Wie mit der ­Beschwernis ­umgehen?

Ausgabe 226

(iz). Im 5. und 6. Vers der Sura Asch-Scharh sagt Allah, der Erhabene: „Wahrlich, mit der Beschwernis kommt Erleichterung, mit der Beschwernis kommt Erleichterung.“ Allah unterrichtet uns zu Beginn, dass es zwei widerstrebende Zustände in dieser Welt gibt. Sie ähneln sich einerseits, sind aber andererseits verschieden von den Zuständen der nächsten Welt. Hier handelt es sich um Beschwernis und Erleichterung. Natürlich wird es Trost im Jenseits geben und gewiss wird es auch Schwierigkeiten geben, aber die Zustände im Jenseits unterscheiden sich von jenen in dieser, denn sie währen ewig, während die Zustände in unserer Welt von zeitweiliger Natur sind.
Im Jenseits dauern die Probleme fort: „Aber nein! Wer eine schlechte Tat begangen hat, und wen seine Verfehlung umfangen hält, das sind Insassen des (Höllen)feuers. Ewig werden sie darin bleiben.“ (Al-Baqara, 81)
Die Segnungen des ewigen Lebens sind ebenfalls von Dauer: „Diejenigen aber, die glauben und rechtschaffene Werke tun, das sind Insassen des (Paradies)gartens. Ewig werden sie darin bleiben.“ (Al-Baqara, 82)
Unsere Welt heißt auf Arabisch auch Al-Mulk (das Königreich, das Herrschaftsgebiet). Hier ist der Bereich der Formen und die Domäne des Handelns. Es ist in dieser Welt, in der unser Verhalten bestimmt, ob es uns in der nächsten nutzen oder schaden wird.
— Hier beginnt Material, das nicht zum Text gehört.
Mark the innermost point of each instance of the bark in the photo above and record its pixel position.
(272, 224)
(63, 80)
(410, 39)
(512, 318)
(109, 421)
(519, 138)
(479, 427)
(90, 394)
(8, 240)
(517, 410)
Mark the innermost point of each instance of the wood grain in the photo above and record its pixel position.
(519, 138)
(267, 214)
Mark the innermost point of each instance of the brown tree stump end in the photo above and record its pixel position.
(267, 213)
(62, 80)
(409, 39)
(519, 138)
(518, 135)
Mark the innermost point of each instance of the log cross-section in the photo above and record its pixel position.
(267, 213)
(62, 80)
Wir dürfen aber nicht vergessen, dass es Allahs Barmherzigkeit ist, welche die Leute ins Paradies bringen wird. Al-Mulk ist zeitlich begrenzt, die Akhira (arab. für Jenseits) von Dauer. Beschwernis und Erleichterung sind in dieser Welt vorübergehend und verbunden. Wir bewegen uns immer zwischen beiden: „Wahrlich, mit der Beschwernis kommt Erleichterung.“ (Asch-Scharh, 5)
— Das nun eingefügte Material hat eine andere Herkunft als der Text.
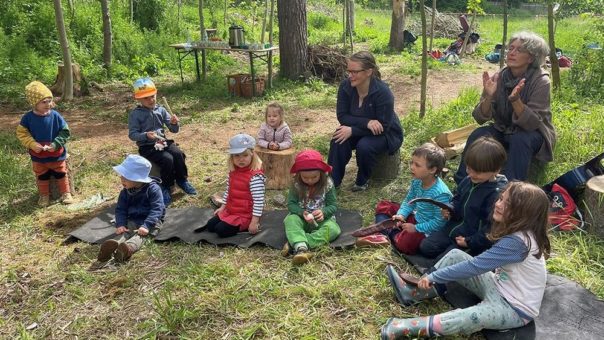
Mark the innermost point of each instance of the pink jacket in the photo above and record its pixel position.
(281, 135)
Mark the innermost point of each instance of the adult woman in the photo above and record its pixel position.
(367, 119)
(517, 99)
Diese Aussage zerschmettert die ignorante Aussage, die man gelegentlich von Leuten hört, die ohne Allahs Rechtleitung sind: „Ich möchte, dass diese Probleme vorübergehen, damit ich mit meinem Leben weitermachen kann.“ Unsere Probleme sind unser Leben! Sie sind so unausweichlich wie der Tod. Und so lässt Allah uns wissen, dass es Schwierigkeiten geben wird, aber dann tröstet Er uns augenblicklich, indem er uns mitteilt, dass es nach der Beschwernis Erleichterung geben wird.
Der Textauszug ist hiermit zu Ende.